The original issue reported that the StaleOracle check in dispatchFrom() reverted all operations (liquidations, force exercises, premium settlements) when abs(currentTick - twapTick) > tickDeltaLiquidation, blocking time-critical liquidations via deliberate spot price manipulation.

The team mitigated by moving the StaleOracle check inside the solvent == numberOfTicks branch, so it now only gates force exercises and premium settlements - not liquidations.

While this fixes the original StaleOracle DoS vector, the liquidation path remains vulnerable to the same manipulation vector but in a different check (solvency check itself). This attack was also explained in this report.
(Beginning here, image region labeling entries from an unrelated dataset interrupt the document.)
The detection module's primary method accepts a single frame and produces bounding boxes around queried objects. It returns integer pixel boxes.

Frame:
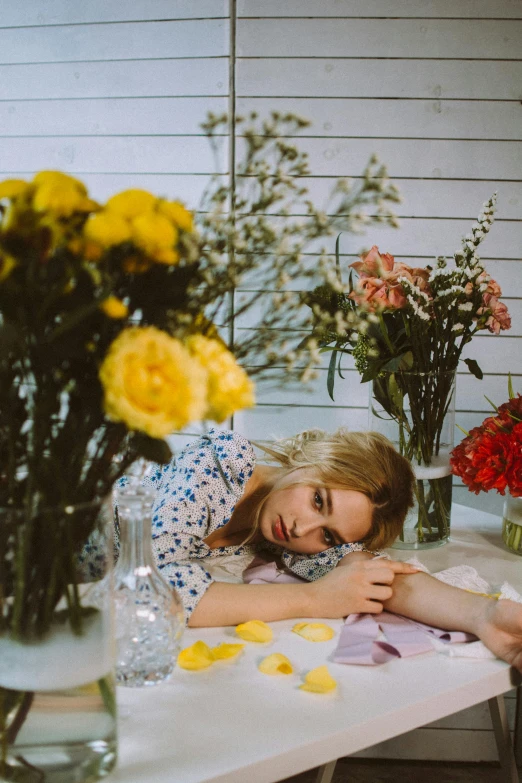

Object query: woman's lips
[274,517,288,541]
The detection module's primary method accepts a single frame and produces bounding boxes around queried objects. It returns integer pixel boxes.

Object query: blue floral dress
[146,429,364,621]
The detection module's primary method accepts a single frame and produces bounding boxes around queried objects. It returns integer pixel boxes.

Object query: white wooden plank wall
[235,0,522,524]
[0,0,522,760]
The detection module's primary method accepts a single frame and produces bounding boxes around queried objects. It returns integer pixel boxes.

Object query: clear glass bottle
[114,460,184,687]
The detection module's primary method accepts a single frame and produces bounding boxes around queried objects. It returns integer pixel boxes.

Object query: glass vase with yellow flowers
[0,114,397,783]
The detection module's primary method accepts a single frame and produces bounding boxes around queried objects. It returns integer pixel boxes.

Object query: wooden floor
[282,759,505,783]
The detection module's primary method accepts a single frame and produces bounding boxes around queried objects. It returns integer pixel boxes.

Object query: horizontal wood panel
[0,96,228,136]
[242,138,522,185]
[236,57,522,100]
[0,136,227,174]
[353,724,498,763]
[237,97,522,141]
[237,0,522,19]
[236,179,522,222]
[237,19,522,60]
[0,19,228,63]
[0,0,228,27]
[0,57,228,101]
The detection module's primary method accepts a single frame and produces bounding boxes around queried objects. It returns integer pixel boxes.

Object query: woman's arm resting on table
[189,560,416,628]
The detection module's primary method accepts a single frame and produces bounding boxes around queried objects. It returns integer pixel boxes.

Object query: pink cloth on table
[332,612,477,666]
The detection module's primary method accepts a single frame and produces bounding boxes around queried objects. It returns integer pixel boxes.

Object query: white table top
[109,506,522,783]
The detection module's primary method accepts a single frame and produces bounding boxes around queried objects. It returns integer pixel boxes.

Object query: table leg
[315,759,337,783]
[488,696,519,783]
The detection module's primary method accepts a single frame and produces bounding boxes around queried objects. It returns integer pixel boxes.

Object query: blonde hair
[253,428,415,549]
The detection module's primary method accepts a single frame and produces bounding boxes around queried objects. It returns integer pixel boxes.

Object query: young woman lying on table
[143,430,522,670]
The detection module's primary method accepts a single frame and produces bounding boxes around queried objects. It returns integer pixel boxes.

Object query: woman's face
[255,470,372,555]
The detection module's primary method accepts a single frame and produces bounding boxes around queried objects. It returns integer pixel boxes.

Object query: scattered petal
[258,653,294,674]
[236,620,273,642]
[299,666,337,693]
[210,642,245,661]
[178,641,214,671]
[292,623,335,642]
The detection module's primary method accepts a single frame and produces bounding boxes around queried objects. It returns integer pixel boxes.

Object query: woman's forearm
[188,582,315,628]
[384,572,492,635]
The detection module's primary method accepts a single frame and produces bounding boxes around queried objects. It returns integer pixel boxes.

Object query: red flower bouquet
[451,394,522,498]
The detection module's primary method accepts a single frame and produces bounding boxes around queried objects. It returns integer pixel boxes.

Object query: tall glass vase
[369,371,455,549]
[114,460,185,687]
[0,501,116,783]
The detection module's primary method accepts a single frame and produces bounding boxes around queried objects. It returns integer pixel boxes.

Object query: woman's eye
[323,528,334,546]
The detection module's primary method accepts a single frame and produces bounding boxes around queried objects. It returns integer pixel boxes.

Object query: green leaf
[132,432,172,465]
[464,359,484,381]
[326,350,337,402]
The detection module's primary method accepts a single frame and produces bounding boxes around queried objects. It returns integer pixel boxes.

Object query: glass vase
[0,501,117,783]
[370,370,456,549]
[114,461,185,687]
[502,494,522,555]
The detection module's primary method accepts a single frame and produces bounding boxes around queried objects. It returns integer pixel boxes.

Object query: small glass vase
[0,501,117,783]
[114,461,185,687]
[369,370,455,549]
[502,495,522,555]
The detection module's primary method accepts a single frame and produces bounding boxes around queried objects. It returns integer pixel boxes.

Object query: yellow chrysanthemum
[107,188,156,220]
[100,326,206,438]
[292,623,334,642]
[236,620,273,642]
[299,666,337,693]
[257,653,294,674]
[187,334,255,423]
[211,642,245,661]
[132,212,179,264]
[84,210,131,248]
[0,179,31,199]
[178,641,214,671]
[100,296,129,320]
[158,199,194,233]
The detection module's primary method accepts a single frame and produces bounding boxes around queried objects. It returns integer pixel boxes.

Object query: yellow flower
[100,296,129,320]
[236,620,273,642]
[158,199,194,232]
[257,653,294,674]
[211,642,245,661]
[132,212,179,264]
[178,641,214,671]
[99,326,206,438]
[299,666,337,693]
[84,210,131,247]
[187,335,255,423]
[0,255,17,283]
[106,188,156,220]
[0,179,31,199]
[292,623,334,642]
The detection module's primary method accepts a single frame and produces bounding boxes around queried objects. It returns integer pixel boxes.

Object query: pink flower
[477,293,511,334]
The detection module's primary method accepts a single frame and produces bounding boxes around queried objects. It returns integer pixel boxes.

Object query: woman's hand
[308,559,418,618]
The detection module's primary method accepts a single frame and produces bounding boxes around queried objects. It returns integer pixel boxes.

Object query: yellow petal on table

The dispatchFrom() function checks solvency at 4 ticks:

int24[] memory atTicks = new int24[](4);
atTicks[0] = spotTick;    // stored EMA — not manipulable
atTicks[1] = twapTick;    // stored blended EMA — not manipulable
atTicks[2] = latestTick;  // stored last tick — not manipulable
atTicks[3] = currentTick; // live Uniswap pool tick — MANIPULABLE

Liquidation requires solvent == 0 (insolvent at all 4 ticks). If solvent != 0 && solvent != numberOfTicks, the code reverts with NotMarginCalled. An attacker can manipulate currentTick (the same way that he would have done with the previous issue with the StaleOracle check) to move the price to a tick where the target position appears solvent. This causes solvent = 1 (insolvent at 3 oracle ticks, solvent at 1 manipulated tick), triggering:

} else {
    // otherwise, revert because the account is not fully margin called
    revert Errors.NotMarginCalled();
}

Allow liquidation, even when currentTick is solvent, but all other ticks are not.